April 13, 2017
As news of the hacking of the Dallas emergency siren system spreads, this is a question on many minds. A growing number of municipalities, military bases, industrial facilities, and campuses utilize these systems to alert and protect their populations. Acoustic Technology, Inc. (ATI), a leader in the mass notification industry, has long anticipated the potential for such vulnerabilities, and has designed systems for many years that incorporate advanced security protocols to prevent attacks.
Radio control systems for sirens have evolved greatly over the years. Simple on/off control systems using DTMF tones were relatively easy to hack or spoof. In contrast, using FSK modems to encode digital data sent over the radio eliminates the most obvious vulnerabilities. However, providing true cybersecurity is complex, and needs to be addressed from many angles.
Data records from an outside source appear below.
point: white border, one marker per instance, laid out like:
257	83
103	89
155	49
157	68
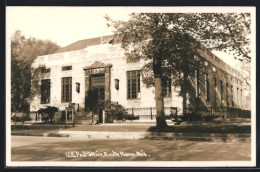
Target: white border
186	9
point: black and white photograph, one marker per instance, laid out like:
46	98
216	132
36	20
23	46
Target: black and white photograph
130	86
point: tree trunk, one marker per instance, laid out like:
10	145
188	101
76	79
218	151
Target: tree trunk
184	93
160	116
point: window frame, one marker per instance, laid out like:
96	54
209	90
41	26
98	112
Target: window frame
129	85
167	86
48	97
66	68
64	91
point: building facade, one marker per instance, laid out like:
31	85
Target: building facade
96	64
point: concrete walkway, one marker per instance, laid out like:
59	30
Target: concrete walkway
211	137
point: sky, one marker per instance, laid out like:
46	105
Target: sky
65	25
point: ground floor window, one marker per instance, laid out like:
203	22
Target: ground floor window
66	95
167	88
98	86
133	84
45	91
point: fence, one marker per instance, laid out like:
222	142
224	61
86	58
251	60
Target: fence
149	113
228	112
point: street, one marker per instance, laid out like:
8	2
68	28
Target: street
31	148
Some system operators have been reluctant to upgrade to more modern control systems due to budgetary concerns. However, in light of recent events, it has become clear that not upgrading can also be costly.
Many older systems include few, if any, of the advanced security features ATI can provide. All ATI command packets (including those sent over radio) are protected by several security features, including encryption with Advanced Encryption Standard (AES).
ATI's proprietary system control software, MassAlert™, is designed to prevent intrusion and to secure the communication links to warning systems in the field.
MassAlert™ employs a credential hierarchy to ensure users and administrators only have access to appropriate functions. Also, storage of critical system data is encrypted and ATI's remote unit controller hardware includes watchdogs on program operation and Cyclical Redundancy Checks on stored program code.
Finally, MassAlert™ uses the more modern Transport Layer Security (TLS), the successor to Secure Socket Layer (SSL), for protection of communication running over IP links such as Ethernet, fiber optics, Wi-Fi, or satellite.